И тут мне подумалось: книга практически написана, рукопись будет через несколько дней доставлена диппочтой в Москву, и можно считать, что в основном условие

Никольского выполнено... Тем более, кто знает, как развернутся события в ближайшие дни...

Когда хочется в чем-то себя убедить, чем-то оправдать свой тот или иной поступок, доказать самому себе, что ты прав — это всегда можно сделать. И через несколько мгновений я уже вскрывал длинный желтый конверт. В нем оказался всего лишь один листок бумаги — дорогой, с проступающими голубоватыми водяными знаками.

«Милостивый государь Петр Николаевич!» — начал читать я строки, выведенные твердым каллиграфическим почерком. Их было немного, листок был исписан не до конца... Я прочел их все одним взглядом, почти мгновенно, потом принялся перечитывать медленно, слово за словом, раз, потом другой раз...

Затем аккуратно сложил листок, вложил его в желтый конверт, положил конверт на край письменного стола и задумался: что ж, теперь многое становилось понятным... Только напрасно Никольский боялся, что, поняв все это, я не стану писать книгу, для которой он собирал материалы почти всю свою жизнь, не осуществлю за него его заветную мечту...

И, словно собираясь доказать это покойному Льву Александровичу, я вложил в пишущую машинку бумагу, проставил порядковый номер очередной страницы рукописи и принялся за работу, стараясь сосредоточиться только на ней...

...Без Азефа, отдыхавшего в Аляссио и не мешавшего теперь действиям боевиков, членам трех отрядов, пришедших на смену распущенной центральной Боевой Организации, эсеровский террор развернулся с небывалым до того размахом. Конечно, у Герасимова среди эсеров было достаточно «секретных сотрудников», но отсутствие Азефа сразу почувствовалось.

В тетради, в которой я конспектировал документы и записи из коллекции Никольского, я нашел составленный им список террористических акций, совершенных эсерами в те дни.

Обеспокоенный Герасимов потребовал, чтобы Азеф немедленно вернулся из-за границы в Россию. Как ни досадно было Столыпину и Герасимову, но им пришлось признать, что первая часть их «похода» против БО, считавшаяся ими успешной, окончилась полным провалом.

И это несмотря на то, что в своих письмах из Аляссио Азеф постоянно заверял Герасимова, что он держит ситуацию под контролем и ничего опасного боевики предпринимать не собираются, поэтому тревожиться по о чем.

Обо всем этом ему и напомнил Герасимов, как только Азеф в конце февраля появился в Петербурге, преследуемый воспоминаниями о выборе, который был ему в свое время предложен суровым Александром Васильевичем: «честно работать или пойти на виселицу». Впрочем, Герасимову он страха своего не выказал. Наоборот, у того сложилось впечатление, что Евгений Филиппович устал от своего «отдыха от мирной семейной жизни, что он сам стремится в Петербург с его большими доходами и бурными кутежами».

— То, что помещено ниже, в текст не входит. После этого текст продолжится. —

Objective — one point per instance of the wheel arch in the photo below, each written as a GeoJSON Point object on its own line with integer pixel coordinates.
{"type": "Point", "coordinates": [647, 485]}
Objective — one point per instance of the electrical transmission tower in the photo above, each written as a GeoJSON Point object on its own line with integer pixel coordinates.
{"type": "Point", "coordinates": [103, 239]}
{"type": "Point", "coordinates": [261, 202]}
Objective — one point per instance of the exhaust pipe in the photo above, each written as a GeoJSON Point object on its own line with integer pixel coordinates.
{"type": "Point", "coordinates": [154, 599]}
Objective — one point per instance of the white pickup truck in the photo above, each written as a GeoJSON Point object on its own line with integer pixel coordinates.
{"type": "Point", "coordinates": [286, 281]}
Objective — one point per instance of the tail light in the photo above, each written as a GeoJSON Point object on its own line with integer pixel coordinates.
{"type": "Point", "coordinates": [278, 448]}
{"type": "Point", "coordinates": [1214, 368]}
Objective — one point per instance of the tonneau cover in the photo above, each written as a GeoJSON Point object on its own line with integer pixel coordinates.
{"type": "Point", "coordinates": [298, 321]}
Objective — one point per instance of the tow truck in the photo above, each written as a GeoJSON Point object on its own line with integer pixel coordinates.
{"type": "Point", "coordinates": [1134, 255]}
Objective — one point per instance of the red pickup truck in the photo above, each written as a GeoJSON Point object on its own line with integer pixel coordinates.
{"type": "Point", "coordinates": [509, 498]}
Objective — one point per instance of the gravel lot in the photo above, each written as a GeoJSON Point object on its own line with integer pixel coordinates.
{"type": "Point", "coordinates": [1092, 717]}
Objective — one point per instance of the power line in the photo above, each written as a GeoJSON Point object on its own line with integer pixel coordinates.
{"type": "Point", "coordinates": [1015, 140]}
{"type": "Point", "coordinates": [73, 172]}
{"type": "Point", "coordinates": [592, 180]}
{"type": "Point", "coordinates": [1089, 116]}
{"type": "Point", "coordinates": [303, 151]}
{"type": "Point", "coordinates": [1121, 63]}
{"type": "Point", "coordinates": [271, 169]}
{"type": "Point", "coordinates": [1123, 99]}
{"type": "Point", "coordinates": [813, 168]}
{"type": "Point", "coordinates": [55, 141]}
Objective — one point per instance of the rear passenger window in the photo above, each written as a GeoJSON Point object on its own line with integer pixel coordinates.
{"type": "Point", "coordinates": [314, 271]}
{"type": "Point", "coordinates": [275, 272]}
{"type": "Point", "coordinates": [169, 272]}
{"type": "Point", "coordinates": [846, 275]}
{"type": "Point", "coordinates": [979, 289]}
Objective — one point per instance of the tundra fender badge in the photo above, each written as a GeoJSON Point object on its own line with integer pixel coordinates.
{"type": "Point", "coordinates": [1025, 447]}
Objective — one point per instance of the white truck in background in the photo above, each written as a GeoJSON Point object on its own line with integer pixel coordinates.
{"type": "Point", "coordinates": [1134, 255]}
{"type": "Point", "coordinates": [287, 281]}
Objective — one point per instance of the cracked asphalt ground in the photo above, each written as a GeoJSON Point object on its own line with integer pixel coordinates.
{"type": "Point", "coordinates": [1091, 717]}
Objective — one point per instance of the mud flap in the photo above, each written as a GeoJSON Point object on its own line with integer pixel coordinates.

Впечатления эти подтверждались энергией, с которой Азеф принялся «за дело». С его помощью немедленно были арестованы Зильберберг (Штифтарь) и Гронский (тот самый вольноопределяющийся Сулятицкий, который вывел из севастопольской военной тюрьмы Савинкова). Первый — начальник боевого отряда, второй — член этого отряда, участвовавший в покушении па фон Лауница вместе с Кудрявцевым, но сумевший скрыться. Одновременно с фон Лауницем должны были стрелять и в Столыпина, приезд которого на открытие института тоже планировался. Но он не приехал, предупрежденный Герасимовым, который через своего агента узнал о готовящемся покушении. И Зильберберг и Сулятицкий были повешены. Кроме организации убийства фон Лауница, Зильбербергу (с подачи Азефа) инкриминировались разработка планов нападения на Зимний дворец с целью убийства Столыпина и взрыв поезда великого князя Николая Николаевича.

На место Зильберберга во главе отряда стал Борис Никитенко, бывший лейтенант Черноморского флота, вывезший в свое время в Румынию бежавшего из севастопольской военной тюрьмы Савинкова.

Азефом был пущен слух, что выдал всех боевиков швейцар отеля на Иматре, в котором была главная база Боевой Организации. Готовя все эти «провалы», Азеф основательно поработал в Финляндии.

Затем последовала очередь Карла, захваченного в Финляндии на конспиративной квартире, а через некоторое время и боевиков из его отряда, которые оказали при аресте ожесточенное вооруженное сопротивление.

Из девяти человек, арестованных 20 февраля 1908 года и пошедших под суд, семеро, в том числе три женщины, были приговорены к виселице и немедленно повешены. Это им посвящен Леонидом Андреевым «Рассказ о семи повешенных». Дело самого Карла и еще нескольких боевиков рассматривалось отдельно и тоже завершилось смертными приговорами.

Все они были выданы лично Азефом, с осени 1907 года, вновь ставшем во главе воссозданной по решению ЦК ПСР Боевой Организации. Карла он отдал с особым удовольствием, так как знал, что от него идут (с подачи Бурцева) разговоры о необходимости провести партийное расследование его, Азефа, провокаторской деятельности.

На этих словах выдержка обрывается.